Parallel ICA identifies sub-components of resting state networks that covary with behavioral indices

Abstract

Parallel Independent Component Analysis (para-ICA) is a multivariate method that can identify complex relationships between different data modalities by simultaneously performing Independent Component Analysis on each data set while finding mutual information between the two data sets. We use para-ICA to test the hypothesis that spatial sub-components of common resting state networks (RSNs) covary with specific behavioral measures. Resting state scans and a battery of behavioral indices were collected from 24 younger adults. Group ICA was performed and common RSNs were identified by spatial correlation to publically available templates. Nine RSNs were identified and para-ICA was run on each network with a matrix of behavioral measures serving as the second data type. Five networks had spatial sub-components that significantly correlated with behavioral components. These included a sub-component of the temporo-parietal attention network that differentially covaried with different trial-types of a sustained attention task, sub-components of default mode networks that covaried with attention and working memory tasks, and a sub-component of the bilateral frontal network that split the left inferior frontal gyrus into three clusters according to its cytoarchitecture that differentially covaried with working memory performance. Additionally, we demonstrate the validity of para-ICA in cases with unbalanced dimensions using simulated data.

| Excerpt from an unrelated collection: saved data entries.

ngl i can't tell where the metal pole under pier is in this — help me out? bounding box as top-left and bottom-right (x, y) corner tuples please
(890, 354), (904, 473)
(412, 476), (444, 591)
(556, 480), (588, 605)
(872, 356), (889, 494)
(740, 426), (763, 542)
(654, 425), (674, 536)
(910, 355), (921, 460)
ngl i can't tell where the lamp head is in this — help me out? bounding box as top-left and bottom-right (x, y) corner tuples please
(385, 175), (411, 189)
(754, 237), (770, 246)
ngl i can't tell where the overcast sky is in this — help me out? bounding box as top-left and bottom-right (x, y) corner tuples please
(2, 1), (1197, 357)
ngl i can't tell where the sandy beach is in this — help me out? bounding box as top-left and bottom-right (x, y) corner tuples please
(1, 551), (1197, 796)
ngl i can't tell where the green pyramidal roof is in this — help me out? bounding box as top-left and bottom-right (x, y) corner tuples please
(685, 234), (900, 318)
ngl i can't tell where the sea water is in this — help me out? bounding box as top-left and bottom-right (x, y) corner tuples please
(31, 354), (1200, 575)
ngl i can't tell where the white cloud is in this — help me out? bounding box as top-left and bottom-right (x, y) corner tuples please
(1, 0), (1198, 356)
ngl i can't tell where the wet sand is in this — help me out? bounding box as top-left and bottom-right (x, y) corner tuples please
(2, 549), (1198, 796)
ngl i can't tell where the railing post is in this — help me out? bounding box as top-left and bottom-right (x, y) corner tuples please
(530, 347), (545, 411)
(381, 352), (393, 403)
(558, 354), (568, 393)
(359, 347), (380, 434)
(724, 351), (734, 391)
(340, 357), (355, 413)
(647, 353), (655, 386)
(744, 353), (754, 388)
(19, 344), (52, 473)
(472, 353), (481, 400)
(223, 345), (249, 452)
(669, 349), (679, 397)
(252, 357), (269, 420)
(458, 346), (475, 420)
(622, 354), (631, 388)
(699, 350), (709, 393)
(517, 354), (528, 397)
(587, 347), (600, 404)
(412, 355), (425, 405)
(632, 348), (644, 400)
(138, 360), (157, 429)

Keywords: behavior; parallel ICA; resting state fMRI; resting state networks.

Figure 1

Displayed is a flow chart of the methods used for this study. MC and ^* indicate where steps were taken to limit multiple comparisons (MC). For in depth description of para-ICA analysis see the following papers (Calhoun et al., ; Liu et al., 2009).

Figure 2

Shown above are the RSNs identified by Allen et al. and the component from our group ICA that had the highest spatial correlation to the Allen et al. templates (2011). In this figure, for the templates the threshold is set at t = 45 and for the matching components from our data the threshold is set at z = 3.0.

Figure 3

This is an example of the correlation across subjects between the z-scaled loading parameters for a behavioral component and the z-scaled loading parameters of a spatial component that resulted from the para-ICA run for the posterior–inferior default mode network.

Figure 4

Displayed are the simulated data results comparing the correlations derived from para-ICA to the ground truth correlations in data with highly unbalanced data dimensions in cases of sub-threshold correlations between data modalities (A) and in cases with varying supra-threshold correlations between modalities (B). The dotted horizontal line reflects the constrained connections parameter (r_th) and the dotted diagonal line reflects a perfect match between the ground truth and the para-ICA derived correlations. Para-ICA treats data-modalities with only sub-threshold correlations as having no inter-modal relationship (as seen in A). When the correlation between pairs of components exceeds r_th, these components are updated in the para-ICA algorithm (as circled in B). A maximum of three sub-threshold pairs can be updated in the para-ICA framework. Error bars represent standard deviation based on 100 iterations. Note that error bars of (A) overlap with the data points and are hard to see due to low standard deviations.

Figure 5

For each RSN that had significant para-ICA correlations, the RSN from our group ICA is displayed on black background, while the spatial component resulting from the para-ICA is displayed on white background. Spatial components with blue borders represent components with negative loadings while those with red borders represent components with positive loadings. Red arrows are included to direct the reader to the spatial components. Only voxels with loading parameter z > 1.96 (p < 0.05) are shown.